Gare chiuse, risultati scontati – La partecipazione alle gare inoltre “è stata immotivatamente preclusa a chi proveniva dai settori della ricerca universitaria e della magistratura”. Il maggior peso attribuito nel punteggio all’esperienza nel settore specifico ha fatto il resto, determinando “un vantaggio immotivato” per determinati soggetti. La conclusione è che “il numero dei partecipanti a ciascuna selezione è stato esiguo e ancor più esiguo il numero degli ammessi. In alcuni casi vi era un solo candidato”. L’osservazione finale riconduce al cuore del problema: “La reiterazione degli incarichi dirigenziali a tempo determinato agli stessi soggetti non sempre garantisce la realizzazione della separazione tra attività politica e attività amministrativa gestionale, principio cardine dell’organizzazione e del funzionamento degli apparati pubblici”.

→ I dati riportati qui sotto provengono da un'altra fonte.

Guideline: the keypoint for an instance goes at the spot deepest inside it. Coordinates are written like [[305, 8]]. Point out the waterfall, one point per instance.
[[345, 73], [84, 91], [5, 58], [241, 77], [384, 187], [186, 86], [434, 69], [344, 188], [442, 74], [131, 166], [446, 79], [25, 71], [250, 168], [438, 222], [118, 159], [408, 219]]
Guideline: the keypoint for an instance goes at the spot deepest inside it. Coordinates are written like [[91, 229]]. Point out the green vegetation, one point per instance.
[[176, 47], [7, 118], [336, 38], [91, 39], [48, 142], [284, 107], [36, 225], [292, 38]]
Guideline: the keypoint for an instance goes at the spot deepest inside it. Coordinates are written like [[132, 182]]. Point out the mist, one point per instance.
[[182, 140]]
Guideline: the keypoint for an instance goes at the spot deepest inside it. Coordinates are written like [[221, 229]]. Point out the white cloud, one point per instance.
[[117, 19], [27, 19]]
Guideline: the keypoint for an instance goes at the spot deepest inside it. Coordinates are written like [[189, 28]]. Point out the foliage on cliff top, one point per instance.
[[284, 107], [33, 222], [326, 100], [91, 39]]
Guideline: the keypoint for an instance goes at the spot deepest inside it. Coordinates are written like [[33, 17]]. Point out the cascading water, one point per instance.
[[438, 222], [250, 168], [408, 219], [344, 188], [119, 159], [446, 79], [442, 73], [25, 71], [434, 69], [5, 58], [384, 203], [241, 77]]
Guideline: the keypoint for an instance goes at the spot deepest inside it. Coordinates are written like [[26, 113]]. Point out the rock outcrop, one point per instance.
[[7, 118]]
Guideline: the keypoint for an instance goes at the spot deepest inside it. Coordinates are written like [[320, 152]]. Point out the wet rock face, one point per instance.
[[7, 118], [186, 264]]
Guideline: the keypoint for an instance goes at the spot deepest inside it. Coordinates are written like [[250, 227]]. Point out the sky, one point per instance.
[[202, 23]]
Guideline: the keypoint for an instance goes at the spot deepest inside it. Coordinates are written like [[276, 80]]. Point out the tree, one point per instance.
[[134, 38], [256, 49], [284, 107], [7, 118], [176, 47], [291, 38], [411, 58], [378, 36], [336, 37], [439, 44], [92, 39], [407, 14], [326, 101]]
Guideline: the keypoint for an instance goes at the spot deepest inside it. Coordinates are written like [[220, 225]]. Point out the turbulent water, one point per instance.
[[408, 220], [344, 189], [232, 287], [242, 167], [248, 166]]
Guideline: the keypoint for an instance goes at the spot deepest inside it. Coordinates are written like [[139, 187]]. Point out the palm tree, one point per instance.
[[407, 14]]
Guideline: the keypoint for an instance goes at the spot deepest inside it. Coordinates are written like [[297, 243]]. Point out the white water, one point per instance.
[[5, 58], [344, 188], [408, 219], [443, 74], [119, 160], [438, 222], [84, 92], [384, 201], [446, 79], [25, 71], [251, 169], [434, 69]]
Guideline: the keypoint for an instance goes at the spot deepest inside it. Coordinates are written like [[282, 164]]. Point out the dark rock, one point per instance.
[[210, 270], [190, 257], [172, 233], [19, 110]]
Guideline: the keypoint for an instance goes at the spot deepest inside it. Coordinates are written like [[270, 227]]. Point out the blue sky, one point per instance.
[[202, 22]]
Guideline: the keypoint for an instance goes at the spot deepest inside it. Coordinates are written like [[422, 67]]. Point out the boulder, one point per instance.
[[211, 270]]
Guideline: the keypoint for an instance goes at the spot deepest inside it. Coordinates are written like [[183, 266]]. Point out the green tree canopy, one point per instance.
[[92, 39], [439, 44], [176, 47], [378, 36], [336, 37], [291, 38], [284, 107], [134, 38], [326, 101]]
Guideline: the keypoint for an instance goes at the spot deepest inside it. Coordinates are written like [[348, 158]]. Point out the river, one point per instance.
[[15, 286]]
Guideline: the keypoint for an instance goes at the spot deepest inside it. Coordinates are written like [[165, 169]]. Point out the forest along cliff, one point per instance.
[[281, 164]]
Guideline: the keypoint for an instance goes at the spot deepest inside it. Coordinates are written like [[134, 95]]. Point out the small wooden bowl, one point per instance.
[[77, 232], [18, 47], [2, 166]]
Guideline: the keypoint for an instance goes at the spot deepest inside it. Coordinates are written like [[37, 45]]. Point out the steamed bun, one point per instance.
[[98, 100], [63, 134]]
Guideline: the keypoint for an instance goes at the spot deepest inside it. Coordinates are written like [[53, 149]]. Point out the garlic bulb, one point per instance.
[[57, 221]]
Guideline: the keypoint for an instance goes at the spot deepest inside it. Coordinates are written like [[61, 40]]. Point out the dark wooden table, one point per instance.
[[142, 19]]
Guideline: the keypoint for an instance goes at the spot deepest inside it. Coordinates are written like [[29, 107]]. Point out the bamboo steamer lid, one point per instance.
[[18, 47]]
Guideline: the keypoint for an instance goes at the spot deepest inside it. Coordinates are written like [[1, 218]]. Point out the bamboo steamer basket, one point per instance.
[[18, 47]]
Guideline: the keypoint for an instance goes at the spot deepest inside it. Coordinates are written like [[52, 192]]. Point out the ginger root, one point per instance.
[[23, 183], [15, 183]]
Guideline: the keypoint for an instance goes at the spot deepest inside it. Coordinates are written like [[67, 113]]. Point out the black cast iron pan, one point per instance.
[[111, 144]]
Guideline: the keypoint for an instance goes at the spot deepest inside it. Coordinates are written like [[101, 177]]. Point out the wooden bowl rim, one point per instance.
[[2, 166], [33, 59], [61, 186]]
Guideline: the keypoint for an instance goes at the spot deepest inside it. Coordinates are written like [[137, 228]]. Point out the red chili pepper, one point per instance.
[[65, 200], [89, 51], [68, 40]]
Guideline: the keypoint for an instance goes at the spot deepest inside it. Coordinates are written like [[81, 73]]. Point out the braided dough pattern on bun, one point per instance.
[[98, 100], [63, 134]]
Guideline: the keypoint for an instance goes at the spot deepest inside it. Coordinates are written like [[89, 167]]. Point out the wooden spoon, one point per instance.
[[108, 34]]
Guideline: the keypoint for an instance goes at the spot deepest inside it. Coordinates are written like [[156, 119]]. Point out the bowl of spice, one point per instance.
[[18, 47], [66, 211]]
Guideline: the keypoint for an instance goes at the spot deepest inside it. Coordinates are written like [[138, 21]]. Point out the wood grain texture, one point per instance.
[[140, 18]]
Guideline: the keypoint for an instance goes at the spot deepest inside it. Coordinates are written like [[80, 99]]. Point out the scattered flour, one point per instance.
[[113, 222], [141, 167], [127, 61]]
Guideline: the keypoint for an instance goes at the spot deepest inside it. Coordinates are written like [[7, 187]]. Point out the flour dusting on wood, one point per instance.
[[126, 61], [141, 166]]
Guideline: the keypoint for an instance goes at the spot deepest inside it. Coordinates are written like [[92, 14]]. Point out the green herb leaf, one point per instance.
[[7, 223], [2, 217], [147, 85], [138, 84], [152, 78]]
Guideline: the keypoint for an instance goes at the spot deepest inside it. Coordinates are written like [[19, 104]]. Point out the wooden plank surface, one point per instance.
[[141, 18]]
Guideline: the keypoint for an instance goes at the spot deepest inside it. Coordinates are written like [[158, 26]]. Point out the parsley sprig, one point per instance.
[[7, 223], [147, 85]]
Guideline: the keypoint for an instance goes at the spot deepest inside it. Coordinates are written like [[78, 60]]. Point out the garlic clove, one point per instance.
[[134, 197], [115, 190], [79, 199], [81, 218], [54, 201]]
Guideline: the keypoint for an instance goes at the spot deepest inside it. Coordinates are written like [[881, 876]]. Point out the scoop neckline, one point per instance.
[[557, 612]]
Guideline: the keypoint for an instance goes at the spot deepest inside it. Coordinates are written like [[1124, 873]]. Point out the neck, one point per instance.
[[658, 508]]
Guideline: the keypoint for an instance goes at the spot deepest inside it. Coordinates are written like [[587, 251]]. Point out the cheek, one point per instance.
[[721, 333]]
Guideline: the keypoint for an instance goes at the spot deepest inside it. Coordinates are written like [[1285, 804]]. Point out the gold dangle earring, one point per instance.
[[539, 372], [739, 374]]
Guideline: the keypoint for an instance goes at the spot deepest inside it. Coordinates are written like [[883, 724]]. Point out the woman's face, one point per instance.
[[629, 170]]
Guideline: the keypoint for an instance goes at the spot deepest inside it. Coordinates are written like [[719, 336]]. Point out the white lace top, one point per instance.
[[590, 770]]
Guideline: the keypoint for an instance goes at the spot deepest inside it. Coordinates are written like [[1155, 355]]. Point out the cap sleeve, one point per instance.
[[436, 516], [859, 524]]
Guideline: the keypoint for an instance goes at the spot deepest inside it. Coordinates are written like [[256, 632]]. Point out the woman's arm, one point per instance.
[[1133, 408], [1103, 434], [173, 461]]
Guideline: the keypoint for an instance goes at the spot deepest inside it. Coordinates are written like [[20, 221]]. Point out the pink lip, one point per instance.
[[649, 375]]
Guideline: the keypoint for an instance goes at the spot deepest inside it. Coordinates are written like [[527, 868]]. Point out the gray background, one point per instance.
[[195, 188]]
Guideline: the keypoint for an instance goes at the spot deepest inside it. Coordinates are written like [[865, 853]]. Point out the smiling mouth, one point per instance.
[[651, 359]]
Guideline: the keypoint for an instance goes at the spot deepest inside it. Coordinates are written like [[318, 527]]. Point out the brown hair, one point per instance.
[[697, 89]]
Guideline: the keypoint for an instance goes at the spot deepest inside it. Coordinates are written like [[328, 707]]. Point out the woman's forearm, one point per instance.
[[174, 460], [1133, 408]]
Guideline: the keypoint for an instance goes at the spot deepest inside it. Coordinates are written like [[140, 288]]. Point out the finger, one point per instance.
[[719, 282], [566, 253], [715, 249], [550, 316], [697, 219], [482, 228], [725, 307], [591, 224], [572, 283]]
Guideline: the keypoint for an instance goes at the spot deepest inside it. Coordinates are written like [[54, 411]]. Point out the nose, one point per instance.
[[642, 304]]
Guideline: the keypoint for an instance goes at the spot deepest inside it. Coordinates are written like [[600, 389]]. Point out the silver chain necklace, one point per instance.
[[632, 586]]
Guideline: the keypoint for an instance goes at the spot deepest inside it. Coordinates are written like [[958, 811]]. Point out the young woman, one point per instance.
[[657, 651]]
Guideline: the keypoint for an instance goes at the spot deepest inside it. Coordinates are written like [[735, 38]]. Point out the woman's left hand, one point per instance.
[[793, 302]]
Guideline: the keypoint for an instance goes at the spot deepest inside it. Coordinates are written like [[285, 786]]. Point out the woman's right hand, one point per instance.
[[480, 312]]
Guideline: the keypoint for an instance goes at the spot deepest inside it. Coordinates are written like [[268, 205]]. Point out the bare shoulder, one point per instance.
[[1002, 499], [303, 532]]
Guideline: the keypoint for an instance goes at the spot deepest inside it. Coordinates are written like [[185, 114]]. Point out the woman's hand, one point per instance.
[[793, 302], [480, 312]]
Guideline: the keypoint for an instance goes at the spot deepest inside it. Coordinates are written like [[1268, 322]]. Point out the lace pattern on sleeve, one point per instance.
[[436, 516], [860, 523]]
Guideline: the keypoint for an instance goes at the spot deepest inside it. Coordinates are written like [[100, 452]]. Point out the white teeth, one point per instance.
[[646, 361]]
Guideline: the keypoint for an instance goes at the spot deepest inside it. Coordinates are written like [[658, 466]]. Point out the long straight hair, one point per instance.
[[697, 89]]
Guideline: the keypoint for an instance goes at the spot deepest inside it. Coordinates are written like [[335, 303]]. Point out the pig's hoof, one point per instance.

Mansioni da dirigenti nello staff del sindaco e degli assessori – A ciò si aggiunge l’assegnazione frequente di incarichi dirigenziali fuori dalla pianta organica, prevista dalla legge solo in casi straordinari. Si è fatto un ricorso “amplissimo” a persone assunte dal sindaco e dalla giunta con carattere fiduciario e senza evidenza pubblica. Sono state assegnate responsabilità a dipendenti collocati in aspettativa e poi nuovamente assunti con compensi più elevati: “condotta contraria alla norma e foriera di danno”, perché “non vi è ragione di pagare di più chi è dipendente a tempo indeterminato sulla base del contratto collettivo nazionale di lavoro”.

L’effetto più grave di queste assegnazioni, definite dagli ispettori “una macroscopica anomalia”, è che “collocando in ruoli di presidio e coordinamento persone assunte mediante contratto fiduciario, gli organi di governo possono interferire nelle scelte dirigenziali, laddove le loro funzioni dovrebbero limitarsi a dare indirizzi generali. Anche per tale via… si lede il ruolo della dirigenza, la cui autonomia è a garanzia dell’imparzialità della amministrazione”.

Il Comune replica e si adegua – A tutto questo insieme di contestazioni l’amministrazione comunale di Reggio Emilia ha risposto con un dettagliato documento di 164 pagine che da un lato replica motivando le proprie scelte, dall’altro indica i provvedimenti correttivi decisi nei casi ritenuti doverosi. Siamo all’inizio del 2018, un anno prima degli avvisi di garanzia nelle due inchieste separate, coordinate dalla Procura di Reggio Emilia, che mettono complessivamente sotto accusa 33 persone.

La gestione politica insomma, è stata censurata per le ingerenze nella nomina e nelle attività dei dirigenti; i dirigenti sono finiti in seguito indagati con rilievi penali per gli appalti e le consulenze esterne nella gestione tecnica. Se e quanto tutto ciò fosse frutto della medesima filosofia di controllo dell’ente locale, ce lo diranno le eventuali richieste di rinvio a giudizio.